To both improve the opportunities of leveraging private resources and to modernize their own planning process, state and local governments should be developing life-cycle asset inventories. An asset inventory is a comprehensive list of all infrastructure assets that are owned by a federal, state, municipal, or county government. Government entities own a lot of things, from transportation assets like roads, bridges, buses, sidewalks, ports, and airports, to the intertwined water infrastructure systems, and the unconventional assets like schools, civic buildings, and vacant land. Asset inventories assemble this diverse portfolio in a centralized location and present data on their current condition, the cost of maintaining them through their remaining useful life, the cost of replacement, and the potential impact of a failure.
As the Bipartisan Policy Center’s Executive Council on Infrastructure recommended in the report Bridging the Gap Together: A New Model to Modernize U.S. Infrastructure, developing a comprehensive, life-cycle asset inventory will enable public agencies to strategically manage their infrastructure needs. With the additional information provided by the inventory, public officials can effectively schedule and prioritize maintenance, identify deteriorating assets most at risk of failure, and find new ways to generate revenue from existing assets. This inventory also creates an independent and transparent analysis of the existing infrastructure priorities in each jurisdiction.
Notably, preparing an inventory of this depth and magnitude is not without cost. Michigan’s 2018 Executive Budget, for example, proposed providing $2 million to develop a pilot for a statewide asset management database. Despite the upfront costs, similar inventories have proven to be useful tools that have enhanced the planning and decision-making process for public officials.
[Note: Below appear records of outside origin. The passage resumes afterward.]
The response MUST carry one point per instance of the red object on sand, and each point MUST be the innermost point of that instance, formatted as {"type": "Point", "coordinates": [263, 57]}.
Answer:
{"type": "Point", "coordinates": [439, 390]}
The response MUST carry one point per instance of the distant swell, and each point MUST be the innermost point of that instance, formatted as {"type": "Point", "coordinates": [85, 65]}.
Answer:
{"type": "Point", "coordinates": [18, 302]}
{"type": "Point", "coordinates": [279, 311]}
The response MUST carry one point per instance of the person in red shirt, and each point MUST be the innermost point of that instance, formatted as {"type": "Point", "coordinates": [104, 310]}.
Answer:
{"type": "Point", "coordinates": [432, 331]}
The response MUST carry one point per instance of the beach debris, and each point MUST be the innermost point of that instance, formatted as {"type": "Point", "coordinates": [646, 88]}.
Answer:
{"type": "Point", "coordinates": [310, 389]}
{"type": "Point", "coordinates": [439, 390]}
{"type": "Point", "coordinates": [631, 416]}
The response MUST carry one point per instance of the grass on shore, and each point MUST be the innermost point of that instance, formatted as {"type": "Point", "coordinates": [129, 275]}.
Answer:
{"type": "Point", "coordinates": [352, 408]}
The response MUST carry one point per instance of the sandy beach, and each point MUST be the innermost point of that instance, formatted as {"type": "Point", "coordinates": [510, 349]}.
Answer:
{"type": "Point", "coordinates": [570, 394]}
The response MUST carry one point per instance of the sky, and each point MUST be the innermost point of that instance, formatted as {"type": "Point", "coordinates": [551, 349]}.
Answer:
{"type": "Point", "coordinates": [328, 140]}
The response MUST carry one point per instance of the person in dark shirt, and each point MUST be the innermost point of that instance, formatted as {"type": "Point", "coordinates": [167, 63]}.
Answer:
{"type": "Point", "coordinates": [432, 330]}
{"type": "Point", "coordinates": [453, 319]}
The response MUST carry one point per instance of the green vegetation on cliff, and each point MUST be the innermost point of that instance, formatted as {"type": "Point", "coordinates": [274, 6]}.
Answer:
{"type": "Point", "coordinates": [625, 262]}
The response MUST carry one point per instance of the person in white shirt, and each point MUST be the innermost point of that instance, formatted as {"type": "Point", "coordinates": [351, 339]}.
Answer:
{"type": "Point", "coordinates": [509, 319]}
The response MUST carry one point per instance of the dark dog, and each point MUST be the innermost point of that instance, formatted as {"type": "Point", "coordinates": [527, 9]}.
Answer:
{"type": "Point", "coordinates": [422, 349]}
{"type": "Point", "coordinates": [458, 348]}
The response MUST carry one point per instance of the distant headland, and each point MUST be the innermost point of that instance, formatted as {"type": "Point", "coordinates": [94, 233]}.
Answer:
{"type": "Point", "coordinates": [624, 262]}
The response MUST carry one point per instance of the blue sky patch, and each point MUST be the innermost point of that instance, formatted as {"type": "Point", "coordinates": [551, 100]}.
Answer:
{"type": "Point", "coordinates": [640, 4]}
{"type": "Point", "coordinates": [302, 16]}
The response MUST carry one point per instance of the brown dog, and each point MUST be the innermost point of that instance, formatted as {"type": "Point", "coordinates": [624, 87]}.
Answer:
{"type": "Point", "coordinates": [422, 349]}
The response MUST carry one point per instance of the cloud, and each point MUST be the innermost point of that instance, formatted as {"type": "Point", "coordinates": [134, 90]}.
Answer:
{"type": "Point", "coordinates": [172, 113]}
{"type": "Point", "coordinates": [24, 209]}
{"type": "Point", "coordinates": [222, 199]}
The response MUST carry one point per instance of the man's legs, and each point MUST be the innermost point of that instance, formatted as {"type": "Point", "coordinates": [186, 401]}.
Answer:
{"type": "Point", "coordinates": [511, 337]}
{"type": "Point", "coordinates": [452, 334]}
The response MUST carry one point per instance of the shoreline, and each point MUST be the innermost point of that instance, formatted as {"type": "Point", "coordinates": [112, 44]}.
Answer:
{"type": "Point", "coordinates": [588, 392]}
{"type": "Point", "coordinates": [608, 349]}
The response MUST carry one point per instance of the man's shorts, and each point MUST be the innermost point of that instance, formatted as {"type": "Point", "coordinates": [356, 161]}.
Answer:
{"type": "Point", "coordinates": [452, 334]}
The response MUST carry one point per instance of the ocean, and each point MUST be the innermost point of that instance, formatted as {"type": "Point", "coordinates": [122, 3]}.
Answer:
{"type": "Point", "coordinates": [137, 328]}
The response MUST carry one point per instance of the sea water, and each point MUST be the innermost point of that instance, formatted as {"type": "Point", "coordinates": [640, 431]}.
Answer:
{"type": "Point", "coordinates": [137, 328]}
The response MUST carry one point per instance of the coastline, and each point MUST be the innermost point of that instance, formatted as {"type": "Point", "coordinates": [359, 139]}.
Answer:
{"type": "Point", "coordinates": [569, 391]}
The city of Detroit deployed an inventory-based solution for the Motor City Mapping program’s effort to revitalize housing conditions, which fully digitized Detroit’s property information, including photographs to categorize the condition of all 376,000 properties. With an updated and categorized inventory in hand, the city implemented new policies and partnerships, such as the Detroit Land Bank Authority to begin repurposing unused lots, demolishing blighted structures, and building new homes. Similarly, a recent audit of city-owned property by the New York City Comptroller found more than 1,100 vacant lots that could be put to use as affordable housing or incorporated into other strategic planning goals.
Since 1997, the Federal Highway Administration has publicly maintained the National Bridge Inventory, a state-by-state database of structurally deficient bridges. The existence of this inventory was the catalyst for Pennsylvania’s Rapid Bridge Replacement project, which bundled 558 small and rural bridges into a single project using an innovative public-private partnership. Private investment can struggle to connect with projects in rural communities, but by using an asset inventory, dozens or hundreds of small but similar projects can be bundled together, to leverage an economy of scale that creates a more attractive investment.
Admittedly, developing comprehensive, life-cycle asset inventories is not a flashy proposal. Yet, it will be exceedingly difficult to deliver modern infrastructure, across the full spectrum of assets, if agencies do not know what they currently own, the condition that it is in, and the costs associated with maintaining it.
Regardless of any effort that comes through Congress and the administration, states and local governments should be preparing asset inventories. By taking this first step, public entities will have a clearer picture of their current portfolio and needs, and the inventories can serve as a guide for private investors looking for investments.